Els dedicates Open win to son

23/07/2012 10:53:28
Ernie Els - Open Champion  (Getty Images)
Ernie Els - Open Champion (Getty Images)

Open Champion Ernie Els said his nine year old autistic son Ben was in his thoughts as he carved out his fourth Major victory at Royal Lytham and St Annes.

The 42 year old South African holed a 12-foot putt for birdie at the last for a three under par 67, which left him one shot clear of Australian Adam Scott.

"I made a lot of putts today with Ben in mind because I know Ben's watching,” said Els, who flew back to his family in London in a helicopter on Sunday evening.

"He loves when I hit golf balls - he's always there. He comes with me. He loves the flight of the ball and the sound.

"I know he was watching today. He gets really excited and I wanted to keep him excited today, so I made a lot of putts for him."

Asked what he would say when he arrived at his Wentworth home Els, who will be playing in the Canadian Open later this week, replied: "I don't think I'll need to say anything.

"He's got his sayings and he'll be happy. And obviously (daughter) Samantha will be there right next to him and (wife) Liezl. It's going to be a great time to see them.

"Ben's coming through now nicely. I mean, you guys should see him.

"He's a wonderful boy now and he's a bright boy, so we're going to have a lot of fun."

Since revealing Ben's condition four years ago the Els family have worked extremely hard to raise funds for research, and a multi-million pound centre in Florida will open soon.

Els also said he thought of South African President Nelson Mandela as he was plotting his way to the win – his second Open Championship victory, having triumphed in 2002 at Muirfield.

"A lot of the Olympic theme this year has got President Mandela in it, so he's been very much in my thoughts.

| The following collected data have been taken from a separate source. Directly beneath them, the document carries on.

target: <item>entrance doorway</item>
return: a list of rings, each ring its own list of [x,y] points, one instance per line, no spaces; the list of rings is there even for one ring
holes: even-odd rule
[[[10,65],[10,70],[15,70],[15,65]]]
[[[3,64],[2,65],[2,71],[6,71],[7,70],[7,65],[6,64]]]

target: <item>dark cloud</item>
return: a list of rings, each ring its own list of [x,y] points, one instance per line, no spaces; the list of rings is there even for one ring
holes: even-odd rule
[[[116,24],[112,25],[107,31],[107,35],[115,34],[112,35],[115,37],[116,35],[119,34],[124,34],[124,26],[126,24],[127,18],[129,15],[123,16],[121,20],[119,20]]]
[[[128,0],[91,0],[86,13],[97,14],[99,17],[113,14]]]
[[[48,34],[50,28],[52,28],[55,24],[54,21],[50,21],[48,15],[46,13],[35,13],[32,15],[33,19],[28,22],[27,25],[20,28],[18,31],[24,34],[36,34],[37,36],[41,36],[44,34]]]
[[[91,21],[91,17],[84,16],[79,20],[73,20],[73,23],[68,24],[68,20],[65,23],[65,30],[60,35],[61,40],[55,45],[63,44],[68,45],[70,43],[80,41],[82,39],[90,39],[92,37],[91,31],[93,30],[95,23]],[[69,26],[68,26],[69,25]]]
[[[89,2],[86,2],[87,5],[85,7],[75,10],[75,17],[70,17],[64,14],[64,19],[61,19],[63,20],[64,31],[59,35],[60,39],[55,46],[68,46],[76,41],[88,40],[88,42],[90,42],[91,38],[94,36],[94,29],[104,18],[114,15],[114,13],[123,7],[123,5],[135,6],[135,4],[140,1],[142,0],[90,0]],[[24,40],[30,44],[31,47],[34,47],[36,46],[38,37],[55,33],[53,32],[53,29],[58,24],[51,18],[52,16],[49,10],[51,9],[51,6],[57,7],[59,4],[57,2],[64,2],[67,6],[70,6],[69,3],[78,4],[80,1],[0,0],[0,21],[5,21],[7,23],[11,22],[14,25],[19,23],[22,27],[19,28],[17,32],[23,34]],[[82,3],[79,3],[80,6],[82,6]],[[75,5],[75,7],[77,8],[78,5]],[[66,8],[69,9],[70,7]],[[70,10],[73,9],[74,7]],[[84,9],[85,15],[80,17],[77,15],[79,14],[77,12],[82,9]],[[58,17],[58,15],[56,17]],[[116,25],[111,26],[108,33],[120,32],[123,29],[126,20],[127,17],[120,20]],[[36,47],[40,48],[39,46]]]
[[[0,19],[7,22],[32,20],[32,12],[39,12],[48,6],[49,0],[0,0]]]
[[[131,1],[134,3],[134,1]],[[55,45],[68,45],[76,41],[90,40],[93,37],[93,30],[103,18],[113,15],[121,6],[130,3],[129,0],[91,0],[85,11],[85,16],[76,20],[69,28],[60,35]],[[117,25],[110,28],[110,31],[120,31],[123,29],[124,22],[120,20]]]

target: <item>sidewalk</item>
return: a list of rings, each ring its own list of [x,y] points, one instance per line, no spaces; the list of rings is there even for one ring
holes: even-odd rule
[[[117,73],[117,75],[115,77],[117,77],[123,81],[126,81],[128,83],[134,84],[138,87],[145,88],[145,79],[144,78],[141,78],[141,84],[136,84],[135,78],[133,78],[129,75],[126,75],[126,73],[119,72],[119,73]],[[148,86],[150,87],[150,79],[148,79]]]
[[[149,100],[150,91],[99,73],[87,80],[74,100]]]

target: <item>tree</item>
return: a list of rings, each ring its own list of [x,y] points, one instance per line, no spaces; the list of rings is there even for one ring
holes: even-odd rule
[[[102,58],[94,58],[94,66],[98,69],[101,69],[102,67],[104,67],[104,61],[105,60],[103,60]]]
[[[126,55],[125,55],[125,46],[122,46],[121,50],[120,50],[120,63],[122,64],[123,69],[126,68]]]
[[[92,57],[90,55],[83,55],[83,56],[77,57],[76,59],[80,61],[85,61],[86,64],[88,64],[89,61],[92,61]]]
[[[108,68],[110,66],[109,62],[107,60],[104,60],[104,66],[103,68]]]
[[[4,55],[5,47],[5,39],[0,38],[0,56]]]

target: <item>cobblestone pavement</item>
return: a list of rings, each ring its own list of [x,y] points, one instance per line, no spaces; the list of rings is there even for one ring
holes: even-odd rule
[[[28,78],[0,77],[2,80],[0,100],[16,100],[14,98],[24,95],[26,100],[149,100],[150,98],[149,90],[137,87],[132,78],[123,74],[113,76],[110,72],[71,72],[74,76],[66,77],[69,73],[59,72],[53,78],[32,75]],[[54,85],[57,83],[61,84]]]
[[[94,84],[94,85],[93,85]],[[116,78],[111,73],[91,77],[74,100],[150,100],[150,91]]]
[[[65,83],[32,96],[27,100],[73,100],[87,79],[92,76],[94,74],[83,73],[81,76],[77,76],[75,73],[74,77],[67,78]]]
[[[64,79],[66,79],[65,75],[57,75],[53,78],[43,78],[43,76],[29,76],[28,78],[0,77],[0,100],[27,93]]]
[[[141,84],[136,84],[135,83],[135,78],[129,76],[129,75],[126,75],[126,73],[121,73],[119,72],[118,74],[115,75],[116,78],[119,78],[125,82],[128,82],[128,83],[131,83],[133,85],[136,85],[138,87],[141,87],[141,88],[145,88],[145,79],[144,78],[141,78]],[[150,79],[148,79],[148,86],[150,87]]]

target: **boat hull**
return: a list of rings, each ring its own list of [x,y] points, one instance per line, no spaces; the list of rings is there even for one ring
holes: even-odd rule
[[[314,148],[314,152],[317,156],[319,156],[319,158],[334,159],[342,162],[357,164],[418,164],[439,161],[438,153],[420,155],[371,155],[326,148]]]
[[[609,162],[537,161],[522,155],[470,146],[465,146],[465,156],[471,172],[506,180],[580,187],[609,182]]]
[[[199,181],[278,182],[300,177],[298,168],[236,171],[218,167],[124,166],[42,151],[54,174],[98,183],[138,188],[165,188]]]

"Believe it or not, this morning I was lying watching cricket and I was just kind of daydreaming and that thought came through me in a split second.

"If I win, I told myself, I'd better thank President Mandela because I grew up in the era of the apartheid, and then changing into the democratic era President Mandela was right there.

"Right after the change I was the first one to win a Major, so there's a lot of significance there in my life.

"In a way we intertwined together in a crazy way and I just felt he's been so important for us being where we are today as a nation and as sports people."